Did I miss it, or what?
If His Excellency is really interested in following the Church’s documents about liturgical participation and sacred music, I would imagine that he is vigorously promoting the use of the pipe organ and Gregorian chant, which have the very first places in all the Church’s sacred music. If His Excellency is so interested in the proper application of liturgical norms, I am sure he has followed Sacrosanctum Concilium 54 ("… steps should be taken so that the faithful may also be able to say or to sing together in Latin those parts of the Ordinary of the Mass which pertain to them."). If he was the local ordinary before 2007, how did he apply Ecclesia Dei adflicta? How about Ecclesia de mysterio? Are there any parishes in the diocese which do not celebrate the sacred rites in conformity with the rubrics? Are they any points of Redemptionis Sacramentum which might need to be reviewed?
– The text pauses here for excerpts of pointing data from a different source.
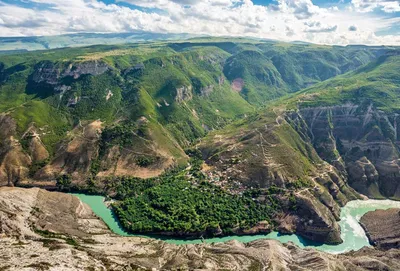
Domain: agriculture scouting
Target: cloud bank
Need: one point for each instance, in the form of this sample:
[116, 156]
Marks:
[356, 22]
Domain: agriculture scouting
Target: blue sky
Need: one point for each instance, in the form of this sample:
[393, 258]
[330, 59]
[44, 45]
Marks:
[318, 21]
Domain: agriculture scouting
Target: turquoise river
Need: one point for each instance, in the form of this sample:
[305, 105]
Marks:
[352, 234]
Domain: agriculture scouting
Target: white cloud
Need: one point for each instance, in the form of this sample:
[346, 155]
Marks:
[286, 20]
[370, 5]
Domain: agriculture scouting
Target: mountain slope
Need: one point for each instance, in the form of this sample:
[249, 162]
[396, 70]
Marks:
[327, 140]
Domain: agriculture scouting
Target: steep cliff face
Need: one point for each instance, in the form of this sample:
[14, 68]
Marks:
[360, 141]
[14, 162]
[270, 152]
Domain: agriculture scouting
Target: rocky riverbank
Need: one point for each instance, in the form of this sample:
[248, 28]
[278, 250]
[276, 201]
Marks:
[41, 230]
[382, 228]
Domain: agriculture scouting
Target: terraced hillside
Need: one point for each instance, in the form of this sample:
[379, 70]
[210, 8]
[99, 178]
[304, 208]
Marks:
[325, 141]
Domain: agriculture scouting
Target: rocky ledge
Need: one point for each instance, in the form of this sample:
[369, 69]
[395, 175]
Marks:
[382, 228]
[42, 230]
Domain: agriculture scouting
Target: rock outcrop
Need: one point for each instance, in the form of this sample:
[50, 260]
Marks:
[360, 141]
[14, 162]
[382, 228]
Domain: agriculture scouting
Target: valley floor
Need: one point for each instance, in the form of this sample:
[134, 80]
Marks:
[43, 230]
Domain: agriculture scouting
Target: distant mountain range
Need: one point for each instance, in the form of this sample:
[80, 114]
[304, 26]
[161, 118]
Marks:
[82, 39]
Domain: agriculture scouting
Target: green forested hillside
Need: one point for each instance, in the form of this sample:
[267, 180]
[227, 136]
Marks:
[86, 118]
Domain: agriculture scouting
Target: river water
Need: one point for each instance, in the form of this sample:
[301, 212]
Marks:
[352, 233]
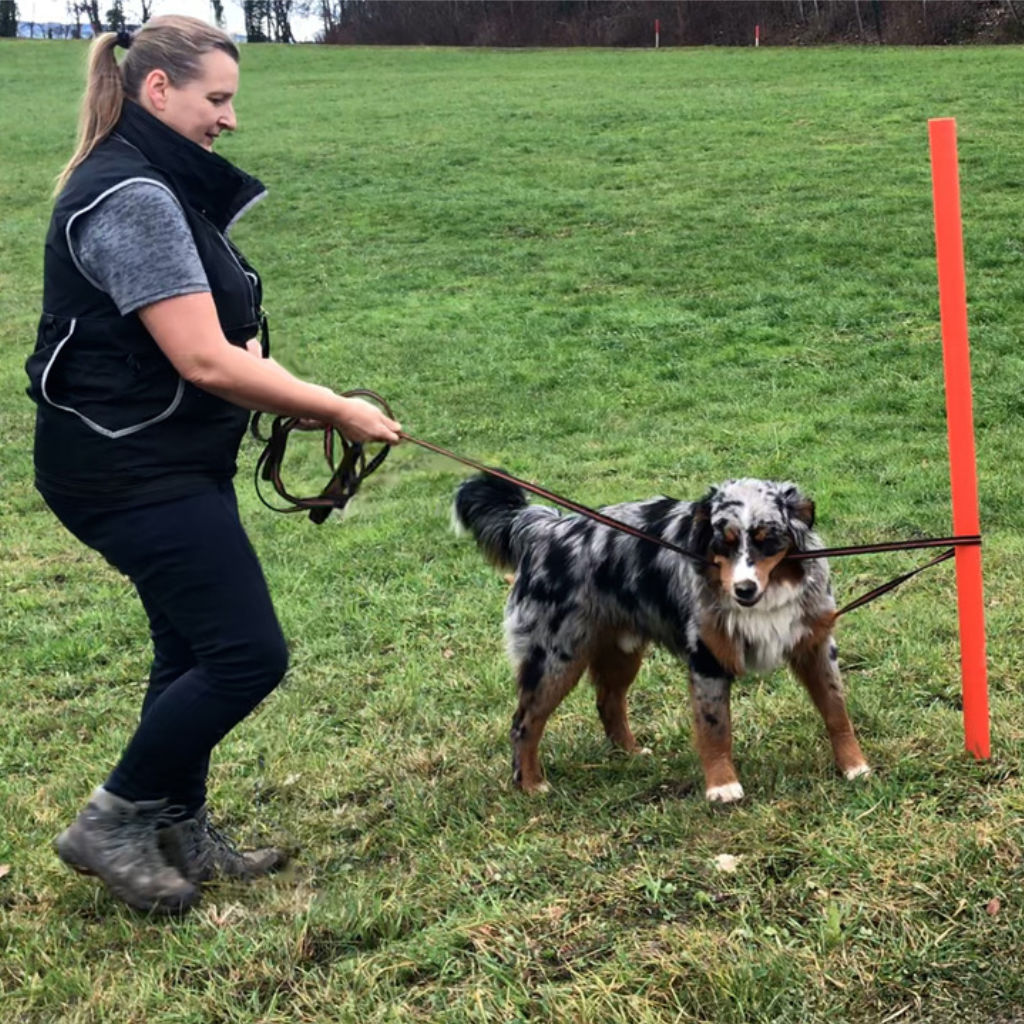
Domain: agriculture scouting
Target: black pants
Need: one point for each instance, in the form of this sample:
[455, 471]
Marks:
[217, 645]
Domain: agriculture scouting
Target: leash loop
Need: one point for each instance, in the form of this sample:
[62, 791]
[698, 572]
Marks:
[347, 473]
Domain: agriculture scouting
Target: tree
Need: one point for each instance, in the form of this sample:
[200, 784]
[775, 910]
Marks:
[8, 18]
[257, 13]
[116, 19]
[91, 10]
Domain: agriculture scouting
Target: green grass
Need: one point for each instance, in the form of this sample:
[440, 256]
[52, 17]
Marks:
[617, 273]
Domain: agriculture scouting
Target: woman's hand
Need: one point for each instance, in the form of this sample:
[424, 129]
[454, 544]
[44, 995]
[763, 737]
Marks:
[363, 421]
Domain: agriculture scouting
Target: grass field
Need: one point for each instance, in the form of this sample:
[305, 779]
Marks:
[619, 273]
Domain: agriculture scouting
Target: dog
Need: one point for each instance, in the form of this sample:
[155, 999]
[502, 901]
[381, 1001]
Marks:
[589, 596]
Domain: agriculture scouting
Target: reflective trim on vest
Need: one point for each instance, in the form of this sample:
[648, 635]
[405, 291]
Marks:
[124, 431]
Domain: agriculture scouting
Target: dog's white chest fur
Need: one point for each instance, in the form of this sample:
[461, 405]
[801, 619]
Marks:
[767, 633]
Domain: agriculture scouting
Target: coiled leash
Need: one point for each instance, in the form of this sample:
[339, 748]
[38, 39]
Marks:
[348, 474]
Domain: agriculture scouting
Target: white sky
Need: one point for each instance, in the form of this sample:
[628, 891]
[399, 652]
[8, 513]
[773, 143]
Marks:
[56, 10]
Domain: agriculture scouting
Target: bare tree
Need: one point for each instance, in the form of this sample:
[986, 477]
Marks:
[8, 18]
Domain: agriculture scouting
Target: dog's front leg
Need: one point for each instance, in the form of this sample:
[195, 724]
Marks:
[710, 688]
[817, 668]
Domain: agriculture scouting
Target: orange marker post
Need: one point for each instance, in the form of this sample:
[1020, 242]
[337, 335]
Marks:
[960, 426]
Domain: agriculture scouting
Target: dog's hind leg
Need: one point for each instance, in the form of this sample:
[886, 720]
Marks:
[540, 693]
[613, 665]
[817, 668]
Okay… now that I have that out of my system….
I am guessing that the bishop, who is probably of a certain age, is thinking of a 1964 document called Inter Oecumenici in which we read the silly statement:
The choir and organ shall occupy a place clearly showing that the singers and the organist form a part of the united community of the faithful and allowing them best to fulfill their part in the liturgy.
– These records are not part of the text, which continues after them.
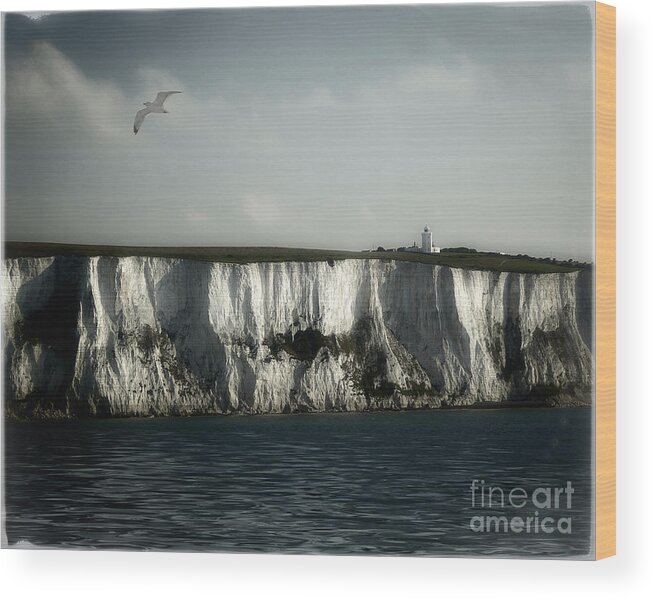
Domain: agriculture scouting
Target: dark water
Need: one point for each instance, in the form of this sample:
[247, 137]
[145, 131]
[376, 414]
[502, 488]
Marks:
[379, 483]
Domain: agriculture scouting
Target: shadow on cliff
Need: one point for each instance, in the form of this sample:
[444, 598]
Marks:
[46, 337]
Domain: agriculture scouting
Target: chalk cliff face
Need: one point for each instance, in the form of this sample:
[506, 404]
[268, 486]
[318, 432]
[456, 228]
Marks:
[156, 336]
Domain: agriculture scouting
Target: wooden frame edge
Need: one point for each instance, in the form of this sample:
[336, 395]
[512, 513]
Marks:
[605, 289]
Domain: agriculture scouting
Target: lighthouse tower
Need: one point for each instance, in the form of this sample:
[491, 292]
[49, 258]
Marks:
[426, 240]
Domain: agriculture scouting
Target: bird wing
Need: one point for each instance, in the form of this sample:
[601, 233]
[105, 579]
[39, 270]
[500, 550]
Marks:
[161, 96]
[140, 115]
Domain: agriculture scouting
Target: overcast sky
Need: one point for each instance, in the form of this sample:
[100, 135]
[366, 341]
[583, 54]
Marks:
[317, 127]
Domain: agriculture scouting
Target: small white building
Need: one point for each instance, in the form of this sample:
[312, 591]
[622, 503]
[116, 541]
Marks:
[426, 246]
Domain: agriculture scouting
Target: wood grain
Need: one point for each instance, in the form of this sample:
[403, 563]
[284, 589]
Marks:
[605, 280]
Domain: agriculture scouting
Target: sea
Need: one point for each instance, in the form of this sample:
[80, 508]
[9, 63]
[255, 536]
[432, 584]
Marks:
[450, 482]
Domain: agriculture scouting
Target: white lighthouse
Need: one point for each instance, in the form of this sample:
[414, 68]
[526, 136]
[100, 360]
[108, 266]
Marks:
[426, 240]
[426, 246]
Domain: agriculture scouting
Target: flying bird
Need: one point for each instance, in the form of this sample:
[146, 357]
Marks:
[156, 106]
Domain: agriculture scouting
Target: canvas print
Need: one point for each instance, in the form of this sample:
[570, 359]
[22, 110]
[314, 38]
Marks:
[300, 280]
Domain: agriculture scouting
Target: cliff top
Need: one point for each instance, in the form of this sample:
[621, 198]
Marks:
[485, 261]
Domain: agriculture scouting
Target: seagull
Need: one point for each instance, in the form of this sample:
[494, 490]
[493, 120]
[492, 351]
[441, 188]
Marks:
[156, 106]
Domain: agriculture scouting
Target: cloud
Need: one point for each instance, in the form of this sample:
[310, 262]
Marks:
[46, 89]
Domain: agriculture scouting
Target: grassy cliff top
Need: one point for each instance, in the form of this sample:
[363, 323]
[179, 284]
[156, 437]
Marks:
[485, 261]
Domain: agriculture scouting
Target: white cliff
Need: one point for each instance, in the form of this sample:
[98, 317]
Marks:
[142, 336]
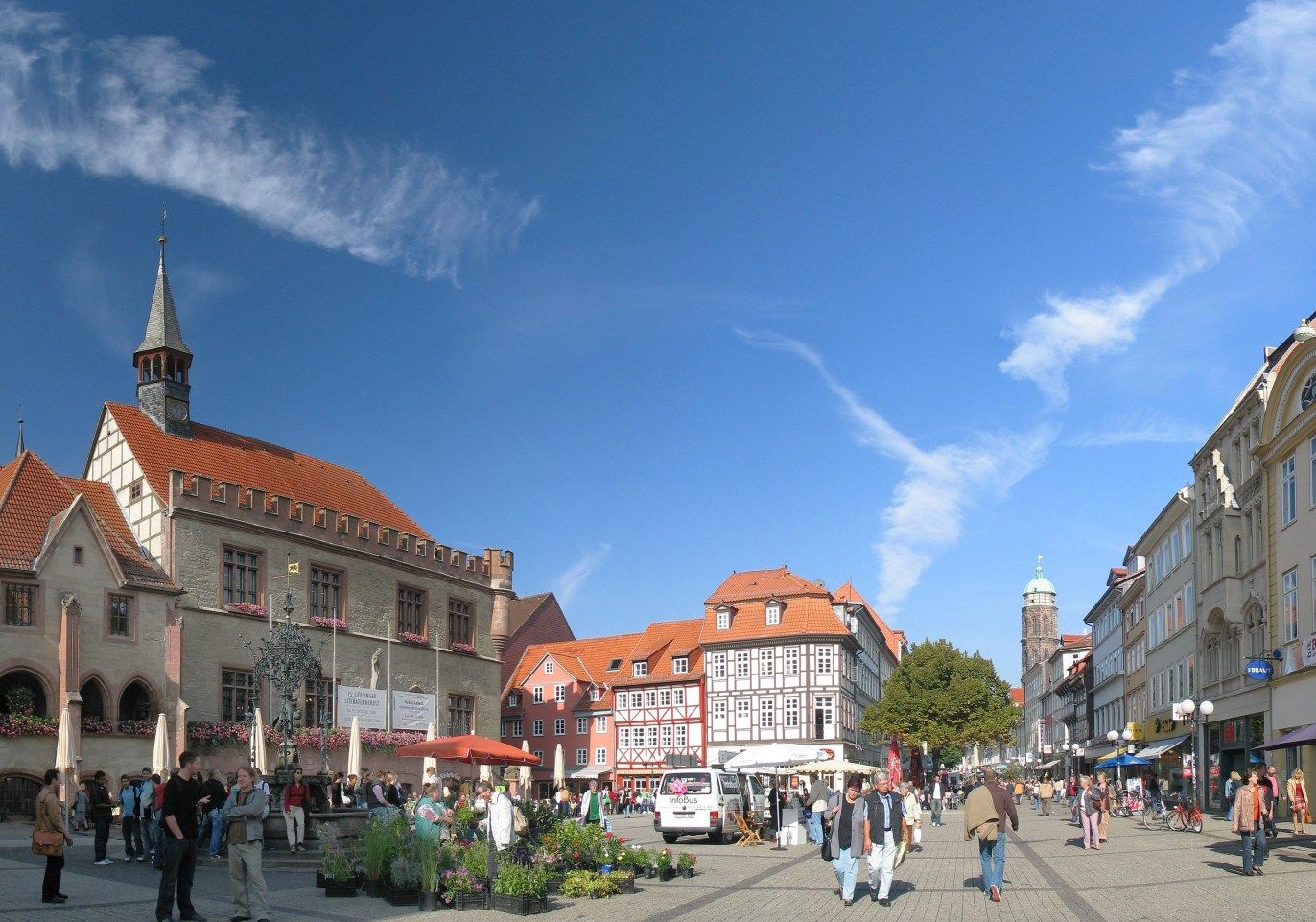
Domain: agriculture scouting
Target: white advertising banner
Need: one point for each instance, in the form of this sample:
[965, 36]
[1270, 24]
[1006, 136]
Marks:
[368, 705]
[412, 710]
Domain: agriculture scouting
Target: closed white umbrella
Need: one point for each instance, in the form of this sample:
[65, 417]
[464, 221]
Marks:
[159, 752]
[526, 769]
[429, 762]
[354, 748]
[259, 762]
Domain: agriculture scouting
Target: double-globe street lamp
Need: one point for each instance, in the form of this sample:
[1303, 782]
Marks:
[1199, 716]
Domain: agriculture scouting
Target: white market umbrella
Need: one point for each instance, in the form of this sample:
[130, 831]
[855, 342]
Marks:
[259, 762]
[354, 748]
[159, 752]
[526, 769]
[64, 745]
[559, 768]
[429, 762]
[771, 759]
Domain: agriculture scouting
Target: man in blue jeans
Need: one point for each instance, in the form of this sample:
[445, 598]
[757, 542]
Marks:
[986, 813]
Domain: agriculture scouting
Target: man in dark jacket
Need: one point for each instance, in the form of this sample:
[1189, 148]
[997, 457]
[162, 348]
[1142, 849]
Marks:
[886, 812]
[103, 812]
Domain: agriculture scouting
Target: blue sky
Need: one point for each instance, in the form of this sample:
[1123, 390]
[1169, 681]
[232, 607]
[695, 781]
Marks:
[905, 294]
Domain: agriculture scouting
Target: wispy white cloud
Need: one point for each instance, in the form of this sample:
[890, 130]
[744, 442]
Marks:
[144, 108]
[1141, 427]
[572, 579]
[927, 509]
[1242, 134]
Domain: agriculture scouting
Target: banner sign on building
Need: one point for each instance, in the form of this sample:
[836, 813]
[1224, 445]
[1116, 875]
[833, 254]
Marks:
[412, 710]
[368, 705]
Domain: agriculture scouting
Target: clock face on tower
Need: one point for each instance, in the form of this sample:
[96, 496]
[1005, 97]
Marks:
[176, 412]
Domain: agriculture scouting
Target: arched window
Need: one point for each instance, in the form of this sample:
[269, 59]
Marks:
[23, 692]
[136, 703]
[94, 699]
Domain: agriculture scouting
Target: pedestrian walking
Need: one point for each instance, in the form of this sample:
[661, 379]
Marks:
[296, 801]
[50, 837]
[81, 806]
[102, 806]
[129, 819]
[1103, 788]
[1272, 781]
[936, 795]
[819, 795]
[591, 806]
[1252, 805]
[212, 819]
[1090, 812]
[1298, 801]
[848, 840]
[986, 813]
[177, 825]
[243, 813]
[881, 833]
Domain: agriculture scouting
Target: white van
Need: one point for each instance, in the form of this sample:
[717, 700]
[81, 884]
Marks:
[700, 801]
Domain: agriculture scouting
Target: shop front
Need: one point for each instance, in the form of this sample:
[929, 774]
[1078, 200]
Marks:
[1232, 745]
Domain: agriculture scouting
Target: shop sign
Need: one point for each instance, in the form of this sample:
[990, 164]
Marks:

I use the strong word "silly", because I can’t fathom how a person would get the idea that people in a choir loft weren’t participating in the liturgical action. Inter Oecumenici was written back in the day by the liturgical experts who were in the throes of making everything "meaningful". Everyone had to see everything in order to "participate". I think we have grown out of that limited and limiting notion. Furthermore, the place where they are best allowed to fulfill their role would be a place where the acoustics are best and where they are not a distraction to others and to themselves. More on that below.
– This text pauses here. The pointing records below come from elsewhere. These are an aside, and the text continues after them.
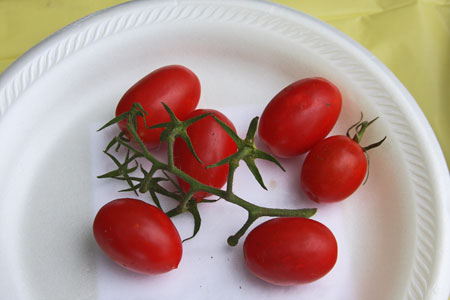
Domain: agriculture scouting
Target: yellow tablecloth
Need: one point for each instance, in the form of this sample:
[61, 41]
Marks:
[411, 37]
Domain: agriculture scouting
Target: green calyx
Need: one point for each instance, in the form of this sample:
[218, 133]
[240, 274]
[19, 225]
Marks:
[360, 128]
[158, 181]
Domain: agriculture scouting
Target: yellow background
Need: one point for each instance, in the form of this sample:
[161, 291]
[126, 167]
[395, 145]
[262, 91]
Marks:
[411, 37]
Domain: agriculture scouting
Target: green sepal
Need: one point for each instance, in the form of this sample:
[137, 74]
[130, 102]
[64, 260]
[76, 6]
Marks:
[266, 156]
[254, 169]
[233, 135]
[193, 209]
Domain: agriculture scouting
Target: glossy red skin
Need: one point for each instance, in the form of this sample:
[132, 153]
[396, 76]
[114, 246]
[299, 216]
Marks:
[212, 144]
[290, 250]
[138, 236]
[333, 169]
[300, 116]
[175, 85]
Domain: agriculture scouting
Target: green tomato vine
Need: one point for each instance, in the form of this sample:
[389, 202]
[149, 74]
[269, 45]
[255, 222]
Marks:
[148, 182]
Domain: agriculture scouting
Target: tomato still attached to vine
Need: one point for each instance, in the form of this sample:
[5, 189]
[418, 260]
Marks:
[299, 116]
[211, 144]
[175, 85]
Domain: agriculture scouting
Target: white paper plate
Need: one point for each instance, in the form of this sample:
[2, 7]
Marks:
[393, 233]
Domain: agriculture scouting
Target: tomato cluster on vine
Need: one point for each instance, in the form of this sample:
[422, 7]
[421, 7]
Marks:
[203, 153]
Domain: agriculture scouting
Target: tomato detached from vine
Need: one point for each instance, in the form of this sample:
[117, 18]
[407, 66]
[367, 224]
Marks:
[290, 250]
[336, 167]
[138, 236]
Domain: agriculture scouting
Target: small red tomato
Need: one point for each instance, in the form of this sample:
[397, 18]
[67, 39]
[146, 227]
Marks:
[290, 250]
[300, 116]
[138, 236]
[175, 85]
[333, 169]
[212, 144]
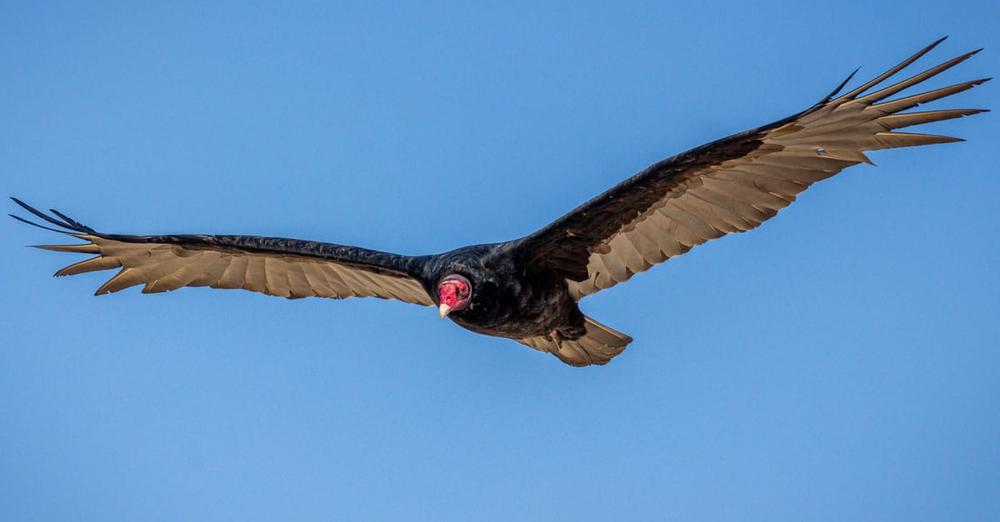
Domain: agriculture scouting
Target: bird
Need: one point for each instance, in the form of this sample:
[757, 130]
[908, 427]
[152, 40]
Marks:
[528, 289]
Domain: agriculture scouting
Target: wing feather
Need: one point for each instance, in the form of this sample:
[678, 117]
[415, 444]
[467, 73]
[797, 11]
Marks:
[273, 266]
[736, 183]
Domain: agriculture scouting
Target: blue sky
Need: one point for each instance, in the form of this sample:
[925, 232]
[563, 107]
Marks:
[839, 363]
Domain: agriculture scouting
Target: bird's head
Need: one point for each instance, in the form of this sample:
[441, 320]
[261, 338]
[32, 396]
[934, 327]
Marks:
[454, 294]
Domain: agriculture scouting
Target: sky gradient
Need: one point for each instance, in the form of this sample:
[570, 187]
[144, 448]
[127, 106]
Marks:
[839, 363]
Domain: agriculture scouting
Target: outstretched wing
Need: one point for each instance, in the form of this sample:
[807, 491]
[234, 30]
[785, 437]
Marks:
[274, 266]
[733, 184]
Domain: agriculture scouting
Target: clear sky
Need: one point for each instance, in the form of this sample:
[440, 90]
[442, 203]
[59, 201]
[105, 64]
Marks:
[842, 362]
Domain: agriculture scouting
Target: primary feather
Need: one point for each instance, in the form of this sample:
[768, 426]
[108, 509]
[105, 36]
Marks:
[528, 289]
I think there is also something about this in Musicam sacram of 1967. The 2000 GIRM says in "The Place for the Choir and the Musical Instruments":
312. The choir should be positioned with respect to the design of each church so as to make
clearly evident its character as a part of the gathered community of the faithful fulfilling a specific
function. The location should also assist the choir to exercise its function more easily and
conveniently allow each choir member full, sacramental participation in the Mass. [I don’t see why coming down from the choir loft, or having a priest/deacon go to the loft with Holy Communion is so very haaard. And if a choir is singing, will anyone be confused about their presence? "GaaaWLEE!? Where’s da sound cumin’ frum??"]
The problem with putting a choir in front of everyone’s eyes (let’s not even contemplate putting them in the sanctuary where the clerical choir belongs) is that it gives the impression that the choir is performing. It gives also the wrong sense to the musicians (if they can be so called) as well.
It seems to me that making the choir too easily visible in the church places too much emphasis on their physical presence and appearance rather than on the prayer they contribute in the form of sacred music. Having the choir up front is just another distraction. Even for the members of the choir it is a distraction.
Moreover, in most older churches, the building’s acoustics will favor the positioning of the organ and choir in the choir loft. A choir can usually sing without amplification when they are in a choir loft, thus avoiding yet another layer of artificiality in the sacred action.
I think the bishop should let the church building be the church building it was designed to be and let the priest in this case make the good choice to put the choir in the loft.
There is after all a fairly good track record for choirs in lofts. That has been successful for centuries.
I think it could be successful now, too.